Khadija was wealthy and accomplished--but also twice widowed and 40 years old--when she married the future Prophet of Islam, 15 years her junior. She had immediately recognized his trustworthiness and high moral standards and had taken it upon herself to propose to him. He readily accepted.
Khadija's story gave me hope as I married recently, at age 29, to a man much younger than me. It also did not hurt that I met my husband during the month of Ramadan, which made me think that, like Khadija, I might be entering into a match made in heaven.
The marriage of Khadija and Muhammad is a model for all Muslims. It was one of extraordinary love, commitment and mutual respect. It is arguably one of the greatest love stories of all times and a prelude to Islam's humanistic beginnings.
Muhammad's first encounter with God's revelation had been terrifying for him. He came home shaking with terror at the magnitude of what he had experienced. He beseeched Khadija, "Cover me, cover me!" And she shielded him immediately in her lap, listened to his account and assured him of his prophethood. She recounted to him the excellence of his character as reason that God could not have turned against him.

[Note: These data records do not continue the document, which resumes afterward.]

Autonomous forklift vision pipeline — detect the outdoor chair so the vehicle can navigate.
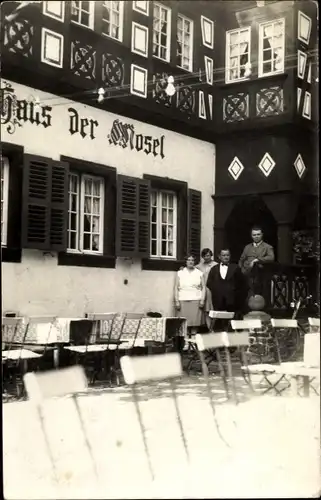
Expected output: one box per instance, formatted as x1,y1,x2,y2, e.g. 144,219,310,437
120,352,185,480
2,316,56,396
186,311,235,374
195,332,251,403
64,318,97,383
87,313,121,383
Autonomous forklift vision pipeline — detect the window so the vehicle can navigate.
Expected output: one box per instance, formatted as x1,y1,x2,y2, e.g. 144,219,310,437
176,15,193,71
259,19,284,76
67,173,104,254
1,158,9,246
102,1,124,42
153,3,171,62
71,1,95,29
150,190,177,259
225,27,251,83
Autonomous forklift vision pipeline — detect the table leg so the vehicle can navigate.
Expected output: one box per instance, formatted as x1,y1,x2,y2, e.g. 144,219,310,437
302,377,310,398
53,346,59,370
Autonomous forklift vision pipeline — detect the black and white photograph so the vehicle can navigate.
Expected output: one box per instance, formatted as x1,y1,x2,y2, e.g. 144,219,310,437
0,0,321,500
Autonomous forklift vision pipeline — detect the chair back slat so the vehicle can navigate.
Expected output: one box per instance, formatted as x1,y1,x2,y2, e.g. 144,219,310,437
271,318,298,328
209,311,235,319
195,332,250,351
86,313,117,321
120,352,183,385
125,313,145,320
309,318,320,328
231,319,262,330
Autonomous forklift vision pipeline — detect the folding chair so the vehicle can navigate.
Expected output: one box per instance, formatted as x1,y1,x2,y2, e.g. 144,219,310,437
87,313,121,383
120,353,185,480
23,365,99,486
2,316,56,396
186,311,235,373
196,332,249,403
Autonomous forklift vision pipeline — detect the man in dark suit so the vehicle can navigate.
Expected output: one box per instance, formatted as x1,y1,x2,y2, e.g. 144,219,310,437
206,248,244,329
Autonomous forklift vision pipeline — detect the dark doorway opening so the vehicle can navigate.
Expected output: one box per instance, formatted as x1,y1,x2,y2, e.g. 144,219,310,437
225,196,278,262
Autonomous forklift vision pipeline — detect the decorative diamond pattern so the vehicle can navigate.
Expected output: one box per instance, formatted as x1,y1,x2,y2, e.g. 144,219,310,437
228,156,244,181
294,154,306,179
259,153,275,177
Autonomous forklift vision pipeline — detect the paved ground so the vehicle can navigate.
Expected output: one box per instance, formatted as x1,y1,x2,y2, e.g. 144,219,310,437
3,376,320,500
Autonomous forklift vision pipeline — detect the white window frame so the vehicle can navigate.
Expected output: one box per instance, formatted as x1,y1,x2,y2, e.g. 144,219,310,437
102,0,125,42
71,1,96,30
1,157,9,247
152,2,172,62
258,17,285,78
150,189,178,260
176,14,194,71
67,172,105,255
225,26,251,83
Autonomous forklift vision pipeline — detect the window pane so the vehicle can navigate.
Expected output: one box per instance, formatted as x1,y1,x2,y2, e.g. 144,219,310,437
83,233,90,250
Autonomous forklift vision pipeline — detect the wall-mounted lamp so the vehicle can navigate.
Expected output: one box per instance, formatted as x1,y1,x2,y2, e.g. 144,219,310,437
244,61,252,78
165,76,176,97
97,88,105,102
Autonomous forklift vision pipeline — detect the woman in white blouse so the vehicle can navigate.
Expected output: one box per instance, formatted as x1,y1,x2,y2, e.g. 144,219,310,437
174,255,206,333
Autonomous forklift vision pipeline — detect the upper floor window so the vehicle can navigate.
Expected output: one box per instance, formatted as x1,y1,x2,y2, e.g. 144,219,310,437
71,2,95,29
67,173,104,254
153,3,171,62
225,27,251,83
176,14,193,71
259,19,285,76
1,158,9,246
102,1,124,42
150,190,177,259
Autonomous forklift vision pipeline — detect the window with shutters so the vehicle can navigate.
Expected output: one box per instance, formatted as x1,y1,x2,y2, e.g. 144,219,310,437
71,1,95,29
67,172,104,254
225,27,251,83
150,190,177,259
102,1,124,42
22,155,69,251
153,2,171,62
259,19,285,77
1,157,9,246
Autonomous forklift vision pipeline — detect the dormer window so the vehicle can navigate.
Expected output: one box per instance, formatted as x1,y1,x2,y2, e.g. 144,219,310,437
153,3,171,62
102,1,124,42
259,19,285,77
71,2,95,29
225,27,251,83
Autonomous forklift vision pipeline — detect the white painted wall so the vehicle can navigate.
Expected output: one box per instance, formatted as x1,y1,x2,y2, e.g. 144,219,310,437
1,82,215,316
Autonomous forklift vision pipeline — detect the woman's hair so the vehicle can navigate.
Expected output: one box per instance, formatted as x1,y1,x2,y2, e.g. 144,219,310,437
201,248,213,258
185,253,196,262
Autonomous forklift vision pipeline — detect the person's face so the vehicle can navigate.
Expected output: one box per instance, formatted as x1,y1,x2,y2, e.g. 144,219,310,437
186,257,195,269
220,250,231,264
251,230,263,243
203,252,212,264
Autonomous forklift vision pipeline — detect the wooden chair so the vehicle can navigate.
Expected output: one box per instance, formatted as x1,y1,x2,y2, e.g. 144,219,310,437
120,353,185,480
2,316,56,396
195,331,251,406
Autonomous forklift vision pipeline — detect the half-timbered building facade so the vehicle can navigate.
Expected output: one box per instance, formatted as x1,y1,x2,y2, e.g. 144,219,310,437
1,0,318,315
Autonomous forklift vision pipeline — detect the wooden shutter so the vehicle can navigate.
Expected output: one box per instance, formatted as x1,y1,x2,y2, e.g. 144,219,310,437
21,155,69,251
116,175,150,257
188,189,202,261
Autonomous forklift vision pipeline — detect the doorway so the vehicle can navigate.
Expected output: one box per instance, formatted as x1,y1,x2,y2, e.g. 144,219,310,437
225,195,278,262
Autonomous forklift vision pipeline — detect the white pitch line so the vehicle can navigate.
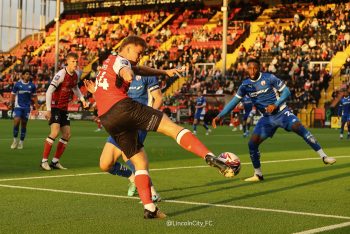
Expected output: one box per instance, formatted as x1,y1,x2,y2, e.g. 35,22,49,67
294,222,350,234
0,155,350,182
0,184,350,220
0,132,338,141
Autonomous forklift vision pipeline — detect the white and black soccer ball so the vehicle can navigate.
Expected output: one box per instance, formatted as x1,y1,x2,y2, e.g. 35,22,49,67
218,152,241,176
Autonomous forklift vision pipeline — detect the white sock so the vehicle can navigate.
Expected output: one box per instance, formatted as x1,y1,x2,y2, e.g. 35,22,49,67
317,149,327,158
52,158,59,163
254,167,262,176
151,185,158,196
128,174,135,183
144,203,156,212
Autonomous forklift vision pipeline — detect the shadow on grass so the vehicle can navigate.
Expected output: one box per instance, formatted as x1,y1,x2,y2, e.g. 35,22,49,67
166,163,350,216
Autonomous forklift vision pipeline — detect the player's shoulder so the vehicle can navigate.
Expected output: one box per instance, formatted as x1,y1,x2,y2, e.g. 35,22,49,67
53,68,67,80
241,78,254,87
115,55,131,66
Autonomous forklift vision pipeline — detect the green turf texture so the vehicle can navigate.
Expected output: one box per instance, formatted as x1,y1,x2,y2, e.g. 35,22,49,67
0,120,350,233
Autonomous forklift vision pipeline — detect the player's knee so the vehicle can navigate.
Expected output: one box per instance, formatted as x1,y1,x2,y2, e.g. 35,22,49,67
100,161,111,172
291,122,303,133
248,139,259,150
62,133,71,141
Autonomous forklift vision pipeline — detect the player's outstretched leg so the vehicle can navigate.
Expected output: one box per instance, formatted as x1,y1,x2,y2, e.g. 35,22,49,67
339,121,346,140
157,114,234,177
244,134,265,182
130,152,166,219
292,122,337,165
50,138,68,170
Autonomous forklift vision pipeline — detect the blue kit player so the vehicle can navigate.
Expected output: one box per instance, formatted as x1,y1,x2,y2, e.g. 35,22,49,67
338,89,350,139
212,59,336,182
193,91,210,135
241,95,253,137
11,71,39,149
100,76,163,202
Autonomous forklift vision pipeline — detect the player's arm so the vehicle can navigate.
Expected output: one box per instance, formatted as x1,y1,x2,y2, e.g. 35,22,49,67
132,66,182,77
33,95,39,110
212,95,242,128
45,72,64,120
119,66,134,83
9,83,18,109
72,85,89,108
338,100,343,117
151,89,163,110
266,76,290,113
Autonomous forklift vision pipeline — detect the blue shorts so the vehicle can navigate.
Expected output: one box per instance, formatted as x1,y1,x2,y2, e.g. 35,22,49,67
194,110,204,120
341,115,350,123
253,107,300,138
107,130,147,149
243,107,253,120
12,107,30,121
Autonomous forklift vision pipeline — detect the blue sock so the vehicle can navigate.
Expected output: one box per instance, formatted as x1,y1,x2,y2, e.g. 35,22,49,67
248,140,261,168
13,126,19,138
20,128,27,141
296,125,321,151
109,162,132,178
125,160,135,174
203,124,208,130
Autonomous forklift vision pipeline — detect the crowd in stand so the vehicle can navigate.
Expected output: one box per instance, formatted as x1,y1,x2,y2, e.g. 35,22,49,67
0,1,350,115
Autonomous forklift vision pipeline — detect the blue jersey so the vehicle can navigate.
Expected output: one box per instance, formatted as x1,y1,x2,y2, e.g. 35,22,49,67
128,76,159,105
196,96,207,114
12,80,36,109
338,96,350,117
236,72,286,113
107,76,159,148
241,95,253,114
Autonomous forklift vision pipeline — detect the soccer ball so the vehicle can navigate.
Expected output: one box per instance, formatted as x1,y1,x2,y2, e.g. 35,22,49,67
218,152,241,176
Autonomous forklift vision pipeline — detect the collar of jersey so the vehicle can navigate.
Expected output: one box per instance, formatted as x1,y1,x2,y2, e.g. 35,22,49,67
64,67,74,76
250,72,262,83
21,79,29,84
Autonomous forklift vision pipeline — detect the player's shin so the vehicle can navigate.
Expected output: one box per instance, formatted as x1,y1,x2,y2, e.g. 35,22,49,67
13,126,19,138
248,140,262,176
108,162,132,178
43,137,55,162
52,138,68,162
20,127,27,141
295,125,325,152
176,128,210,158
135,170,156,212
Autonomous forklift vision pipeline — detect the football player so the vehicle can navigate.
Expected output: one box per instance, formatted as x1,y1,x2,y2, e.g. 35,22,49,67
212,59,336,182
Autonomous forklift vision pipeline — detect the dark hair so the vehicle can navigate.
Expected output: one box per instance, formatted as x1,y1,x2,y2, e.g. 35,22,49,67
119,36,147,51
66,52,79,59
247,58,260,67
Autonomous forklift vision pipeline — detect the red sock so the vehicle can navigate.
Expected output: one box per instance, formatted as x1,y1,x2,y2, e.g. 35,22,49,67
43,137,55,160
55,138,68,159
135,170,153,205
176,128,210,158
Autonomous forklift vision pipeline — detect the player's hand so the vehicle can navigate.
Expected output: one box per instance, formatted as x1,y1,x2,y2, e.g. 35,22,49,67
82,101,89,109
211,116,220,129
45,111,51,120
165,68,182,77
84,80,96,93
266,104,277,114
32,109,39,116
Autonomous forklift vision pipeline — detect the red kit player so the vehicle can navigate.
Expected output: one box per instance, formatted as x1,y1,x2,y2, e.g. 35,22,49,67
40,53,88,171
85,36,234,219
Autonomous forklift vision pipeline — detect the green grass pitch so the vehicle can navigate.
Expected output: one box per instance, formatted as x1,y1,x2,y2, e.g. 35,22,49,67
0,120,350,233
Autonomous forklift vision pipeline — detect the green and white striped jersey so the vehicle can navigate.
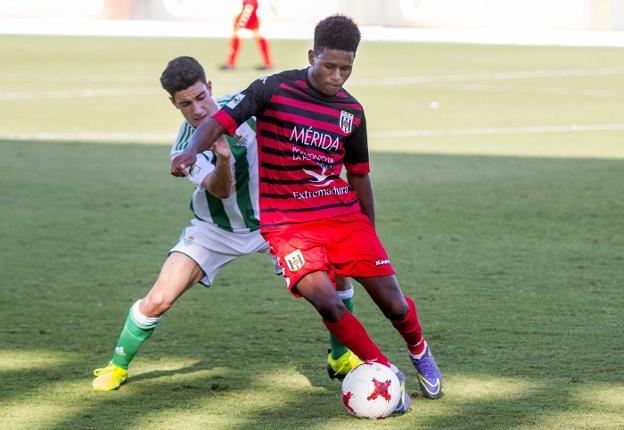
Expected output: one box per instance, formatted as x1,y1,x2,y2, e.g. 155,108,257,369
170,94,260,233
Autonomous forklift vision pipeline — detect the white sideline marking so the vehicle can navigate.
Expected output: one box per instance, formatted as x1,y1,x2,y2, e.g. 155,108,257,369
0,123,624,143
0,67,624,91
0,88,163,100
347,67,624,87
0,132,176,144
431,83,621,97
369,124,624,138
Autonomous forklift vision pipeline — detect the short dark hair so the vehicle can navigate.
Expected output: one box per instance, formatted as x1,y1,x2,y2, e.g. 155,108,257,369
160,57,206,97
314,14,361,54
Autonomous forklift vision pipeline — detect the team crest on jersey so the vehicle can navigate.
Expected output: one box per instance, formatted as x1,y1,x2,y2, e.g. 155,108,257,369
284,249,305,272
226,94,245,109
340,111,353,134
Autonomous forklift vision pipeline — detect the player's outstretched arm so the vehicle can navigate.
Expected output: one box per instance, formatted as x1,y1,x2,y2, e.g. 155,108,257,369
347,173,375,225
171,118,225,176
202,136,234,199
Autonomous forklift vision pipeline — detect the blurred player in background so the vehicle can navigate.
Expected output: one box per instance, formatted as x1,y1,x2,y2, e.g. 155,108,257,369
221,0,273,70
93,57,361,391
171,15,442,414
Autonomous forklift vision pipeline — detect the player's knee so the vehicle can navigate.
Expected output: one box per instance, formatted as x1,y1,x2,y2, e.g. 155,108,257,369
141,293,173,317
315,298,347,323
382,299,407,321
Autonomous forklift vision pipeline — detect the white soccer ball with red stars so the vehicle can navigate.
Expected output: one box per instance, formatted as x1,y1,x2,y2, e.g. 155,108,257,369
342,361,401,419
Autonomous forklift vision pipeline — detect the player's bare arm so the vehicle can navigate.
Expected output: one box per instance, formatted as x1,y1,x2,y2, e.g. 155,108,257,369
202,136,234,199
347,173,375,225
171,118,225,177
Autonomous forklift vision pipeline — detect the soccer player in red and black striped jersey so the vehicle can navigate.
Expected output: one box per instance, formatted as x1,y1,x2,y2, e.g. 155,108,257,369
171,15,442,404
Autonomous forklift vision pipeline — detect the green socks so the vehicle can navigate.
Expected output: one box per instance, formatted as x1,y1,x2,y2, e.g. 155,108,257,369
111,300,160,369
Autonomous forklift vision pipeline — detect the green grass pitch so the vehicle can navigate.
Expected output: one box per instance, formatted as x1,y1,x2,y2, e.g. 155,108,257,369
0,36,624,430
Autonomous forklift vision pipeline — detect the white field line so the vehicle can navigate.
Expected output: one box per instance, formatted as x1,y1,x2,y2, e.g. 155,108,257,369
0,67,624,87
347,67,624,87
0,88,164,100
0,132,176,144
369,123,624,138
430,83,622,97
0,123,624,143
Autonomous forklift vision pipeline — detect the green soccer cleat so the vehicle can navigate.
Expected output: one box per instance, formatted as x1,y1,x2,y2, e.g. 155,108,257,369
92,361,128,391
327,350,363,381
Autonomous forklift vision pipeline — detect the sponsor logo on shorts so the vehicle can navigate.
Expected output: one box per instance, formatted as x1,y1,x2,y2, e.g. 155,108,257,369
189,164,201,175
284,249,305,272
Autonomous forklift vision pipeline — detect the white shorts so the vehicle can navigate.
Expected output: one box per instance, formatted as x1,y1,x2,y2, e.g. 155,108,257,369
169,219,282,287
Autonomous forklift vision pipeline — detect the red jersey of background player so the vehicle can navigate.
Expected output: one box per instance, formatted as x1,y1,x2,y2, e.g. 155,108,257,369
234,0,258,30
214,69,369,231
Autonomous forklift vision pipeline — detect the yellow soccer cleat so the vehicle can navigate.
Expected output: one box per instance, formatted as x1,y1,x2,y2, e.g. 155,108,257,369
327,351,364,381
92,361,128,391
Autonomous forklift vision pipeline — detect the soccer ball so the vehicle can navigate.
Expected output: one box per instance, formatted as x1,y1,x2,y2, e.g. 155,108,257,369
342,361,401,419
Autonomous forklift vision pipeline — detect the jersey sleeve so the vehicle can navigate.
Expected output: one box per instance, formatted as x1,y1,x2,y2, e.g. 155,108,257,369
212,75,279,136
344,112,370,175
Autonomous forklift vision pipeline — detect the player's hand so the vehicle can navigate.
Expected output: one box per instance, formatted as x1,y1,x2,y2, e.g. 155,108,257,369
171,151,197,176
210,136,232,161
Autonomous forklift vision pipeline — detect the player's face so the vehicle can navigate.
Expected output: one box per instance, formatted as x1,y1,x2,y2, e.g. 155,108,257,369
308,49,355,96
171,81,217,127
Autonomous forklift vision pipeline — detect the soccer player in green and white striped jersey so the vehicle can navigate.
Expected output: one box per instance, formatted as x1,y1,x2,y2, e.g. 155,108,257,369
92,57,361,391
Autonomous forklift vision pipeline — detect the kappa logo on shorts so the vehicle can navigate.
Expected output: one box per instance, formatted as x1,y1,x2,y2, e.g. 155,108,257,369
284,249,305,272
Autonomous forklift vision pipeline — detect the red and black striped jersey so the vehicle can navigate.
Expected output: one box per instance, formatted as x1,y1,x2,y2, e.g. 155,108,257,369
214,69,369,231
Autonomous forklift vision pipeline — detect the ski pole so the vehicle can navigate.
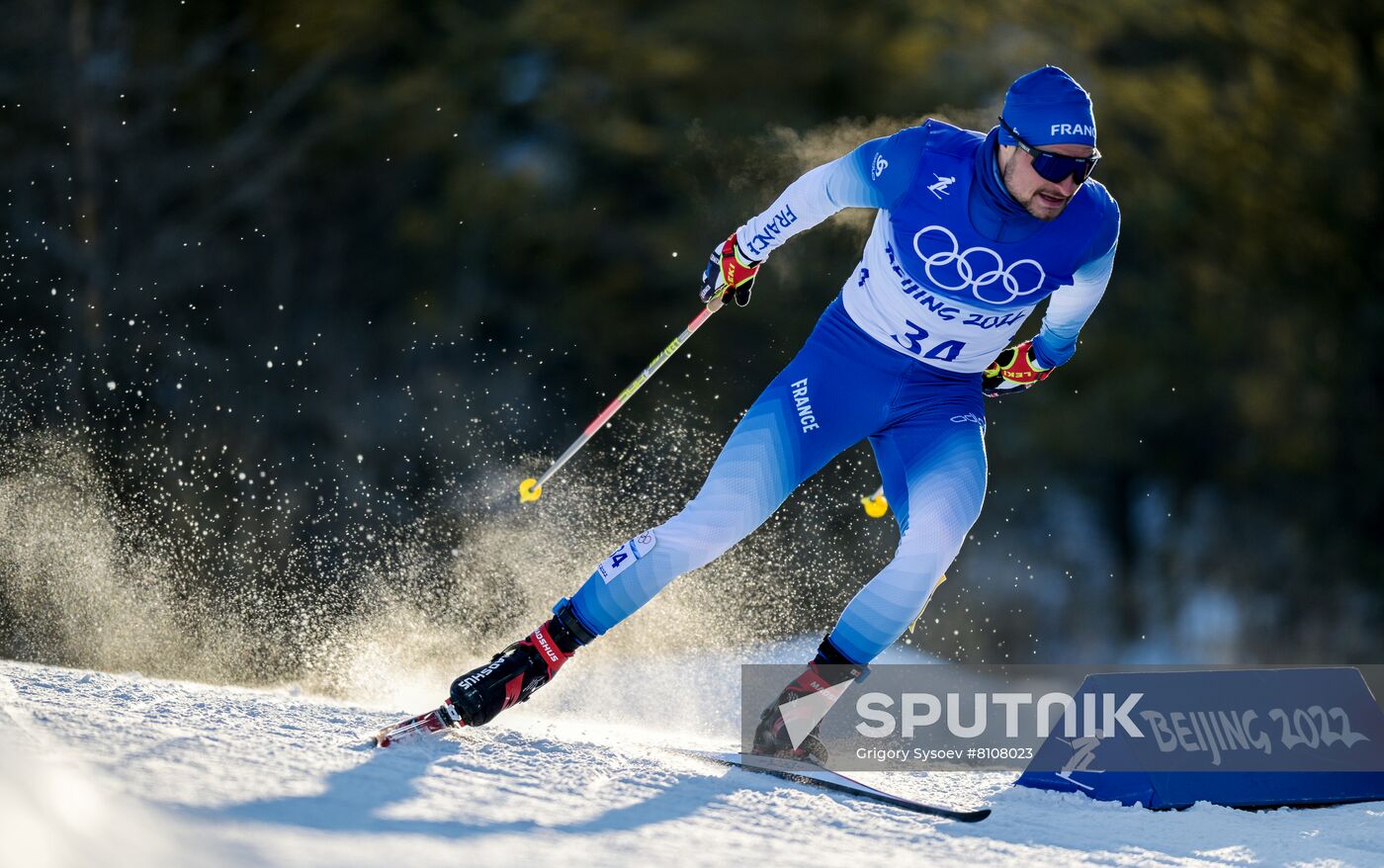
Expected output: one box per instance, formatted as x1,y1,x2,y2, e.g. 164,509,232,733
861,486,889,518
519,295,721,502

Muhammad once said of Khadija, "She believed in me when all others disbelieved; she held me truthful when others called me a liar; she sheltered me when others abandoned me; she comforted me when others shunned me; and Allah granted me children by her while depriving me of children by other women."
Khadija bore the Prophet six children. She was also the first Mother of the Believers, a designation given to all the wives of the Prophet in the Qur'an. Her marriage to Muhammad was monogamous and so she alone was privileged with the title until the end of her life. She never once let the believers down. When the growing community of new Muslims were ridiculed, tortured, disenfranchised, deprived of their pay and ostracized from their families, Khadija used her resources to make sure they were clothed, fed and sheltered.